Interactive Music
Rob Bridgett for Computer Arts Magazine 2002
Introduction
What is Interactivity and why should it bother us linear musicians?
The music we compose has more often than not been solely based on the traditional
narrative structure of beginning middle and end, whether this is a three-minute
pop song or a more large-scale orchestral work - the notion that the performance
is going to be heard in exactly the order in which it was composed is one that
we all feel comfortable with. Yet, increasingly the way we structure our music
is changing, most of us have written tracks that are loop based for use on the
internet and have provided several musical 'spot effects' that will work within
that piece of music for when a button is pushed etc. Also the tools we use in
terms of sequencers and editors are breaking down the notion of linearity in
music composition in that we can take any section of our composition and move
it easily around within the composition, via the copy, cut, paste method. Indeed
the way that we use sequencers to copy and paste chunks of music and effects
means that most of us composers who already use these tools and techniques will
probably find no difficulty in preparing these pieces of music for use in an
interactive game or application. It is conceiving of how these sections will
function in the application and the preparation of the end material that is
the only general barrier to production.
So why bother with these ideas of interactivity? The notion of music being self-generative
and self-modifying is in fact an ancient one, the Aeolian, harp an instrument
similar to a wind chime which creates random notes when blown in the wind, or
a more common example the ringing of church bells, which have a specified number
of different bells (or notes) which are played in a random and different order
every time they are heard. So these techniques and approaches have been around
for a long time, and we have probably not really been aware that they are familiar
to us. Unfortunately a lot of the current writing and thinking about interactive
music tends to be rather overly academic which does put up a rather intimidating
barrier to those of us who just want to produce great sounding music, whether
it's for games, web or any other interactive application.

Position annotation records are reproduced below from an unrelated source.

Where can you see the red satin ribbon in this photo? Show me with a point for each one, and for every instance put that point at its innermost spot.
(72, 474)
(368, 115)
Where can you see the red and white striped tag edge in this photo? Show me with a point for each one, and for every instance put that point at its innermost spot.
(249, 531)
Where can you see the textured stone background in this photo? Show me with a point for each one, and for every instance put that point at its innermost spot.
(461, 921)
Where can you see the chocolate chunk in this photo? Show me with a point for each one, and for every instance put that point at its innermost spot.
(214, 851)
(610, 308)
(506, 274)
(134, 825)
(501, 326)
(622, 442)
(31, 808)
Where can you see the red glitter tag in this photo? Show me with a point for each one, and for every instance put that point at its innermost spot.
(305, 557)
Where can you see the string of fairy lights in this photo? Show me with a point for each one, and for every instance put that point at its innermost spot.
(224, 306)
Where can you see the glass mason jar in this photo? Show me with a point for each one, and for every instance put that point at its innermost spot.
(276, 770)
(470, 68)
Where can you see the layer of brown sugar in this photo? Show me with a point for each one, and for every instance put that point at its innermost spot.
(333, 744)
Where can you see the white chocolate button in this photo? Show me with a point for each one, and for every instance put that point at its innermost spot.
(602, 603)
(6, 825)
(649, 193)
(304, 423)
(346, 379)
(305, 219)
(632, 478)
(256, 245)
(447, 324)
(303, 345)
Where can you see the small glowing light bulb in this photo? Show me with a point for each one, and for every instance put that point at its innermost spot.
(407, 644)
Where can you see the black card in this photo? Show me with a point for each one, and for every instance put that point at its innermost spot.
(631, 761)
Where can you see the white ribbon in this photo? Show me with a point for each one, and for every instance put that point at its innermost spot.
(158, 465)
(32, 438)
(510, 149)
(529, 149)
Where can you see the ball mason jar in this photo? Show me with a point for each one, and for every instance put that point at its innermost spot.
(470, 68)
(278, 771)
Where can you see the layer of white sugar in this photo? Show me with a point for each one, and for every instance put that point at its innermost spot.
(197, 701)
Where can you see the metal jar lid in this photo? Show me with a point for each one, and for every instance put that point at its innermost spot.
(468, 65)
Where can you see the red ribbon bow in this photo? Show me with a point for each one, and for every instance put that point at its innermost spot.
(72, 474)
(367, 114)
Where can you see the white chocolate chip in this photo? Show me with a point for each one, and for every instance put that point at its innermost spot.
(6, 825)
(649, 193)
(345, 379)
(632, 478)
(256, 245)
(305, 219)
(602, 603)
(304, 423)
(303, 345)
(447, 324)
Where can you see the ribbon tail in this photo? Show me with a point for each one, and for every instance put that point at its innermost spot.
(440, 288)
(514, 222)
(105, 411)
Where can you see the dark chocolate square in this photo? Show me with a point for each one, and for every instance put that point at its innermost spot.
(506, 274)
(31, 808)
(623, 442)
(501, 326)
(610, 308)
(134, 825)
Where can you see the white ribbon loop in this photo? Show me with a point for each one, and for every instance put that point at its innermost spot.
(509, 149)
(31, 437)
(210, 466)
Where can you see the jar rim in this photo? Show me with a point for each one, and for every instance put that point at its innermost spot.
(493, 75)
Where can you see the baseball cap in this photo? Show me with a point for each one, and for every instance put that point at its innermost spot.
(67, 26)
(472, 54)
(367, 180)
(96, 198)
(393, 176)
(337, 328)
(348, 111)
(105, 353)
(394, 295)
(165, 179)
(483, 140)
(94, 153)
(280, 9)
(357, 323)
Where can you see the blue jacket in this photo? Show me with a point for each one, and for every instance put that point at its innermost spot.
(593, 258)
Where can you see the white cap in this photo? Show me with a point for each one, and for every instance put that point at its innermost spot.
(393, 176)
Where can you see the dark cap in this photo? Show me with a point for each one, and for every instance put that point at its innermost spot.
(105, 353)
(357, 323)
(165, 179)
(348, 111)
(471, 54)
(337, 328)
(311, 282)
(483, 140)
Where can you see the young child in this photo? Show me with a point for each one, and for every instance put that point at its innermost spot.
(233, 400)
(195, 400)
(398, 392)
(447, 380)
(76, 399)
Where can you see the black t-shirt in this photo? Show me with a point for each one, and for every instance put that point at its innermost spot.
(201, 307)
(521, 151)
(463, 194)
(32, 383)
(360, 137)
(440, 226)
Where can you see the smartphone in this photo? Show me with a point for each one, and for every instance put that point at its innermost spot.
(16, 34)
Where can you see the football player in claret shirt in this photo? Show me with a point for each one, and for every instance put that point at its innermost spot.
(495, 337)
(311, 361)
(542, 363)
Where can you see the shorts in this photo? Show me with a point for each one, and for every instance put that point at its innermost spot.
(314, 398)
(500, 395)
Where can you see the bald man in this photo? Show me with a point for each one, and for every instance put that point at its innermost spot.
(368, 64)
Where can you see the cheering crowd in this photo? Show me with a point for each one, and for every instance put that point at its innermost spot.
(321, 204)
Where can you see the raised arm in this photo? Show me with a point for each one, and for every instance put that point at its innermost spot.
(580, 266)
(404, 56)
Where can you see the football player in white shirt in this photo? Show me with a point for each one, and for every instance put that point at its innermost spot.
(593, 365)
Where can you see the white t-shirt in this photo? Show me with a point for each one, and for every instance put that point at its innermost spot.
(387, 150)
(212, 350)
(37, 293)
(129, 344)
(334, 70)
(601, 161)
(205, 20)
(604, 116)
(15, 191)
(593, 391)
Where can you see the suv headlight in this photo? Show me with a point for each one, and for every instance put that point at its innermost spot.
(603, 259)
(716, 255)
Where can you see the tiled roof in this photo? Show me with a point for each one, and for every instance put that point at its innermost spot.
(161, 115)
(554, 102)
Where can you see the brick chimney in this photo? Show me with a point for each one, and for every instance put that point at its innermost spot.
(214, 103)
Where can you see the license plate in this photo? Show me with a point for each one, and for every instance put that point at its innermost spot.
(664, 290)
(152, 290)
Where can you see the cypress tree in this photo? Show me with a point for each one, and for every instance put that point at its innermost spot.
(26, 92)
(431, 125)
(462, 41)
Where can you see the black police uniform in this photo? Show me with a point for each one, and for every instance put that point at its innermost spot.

Applications / Media and their influence over musical
structures
Film and TV have influenced the structure of music for the last century, theatre
and opera before them. Interactive applications and entertainment are now set
to re-write the rulebook.
Certainly within the last 100 years, film has been the single most important
influence on narrative music, having been responsible for commissioning some
of the most interesting, provoking and memorable music of the last century.
Although the influence of film music can be felt heavily within the new wave
of games consoles through increased use of 'orchestral' soundtracks, the actual
structure of the music and the purposes for which the pieces are written is
distinctly different. The reason for this re-structuring of music is due to
the modular and interactive nature of the new media of game and web.
The first and most commonly used type of interactive music is still loosely
a narrative approach, in that it has any number of beginnings, middles and ends
but these can be played in a different order each time dependant on game-play
or user interaction.
This type of interactive score incorporates several narrative modules for several
purposes. These different modules can be thought of in simply defined terms
as either narrative, continual, evolving or resolving.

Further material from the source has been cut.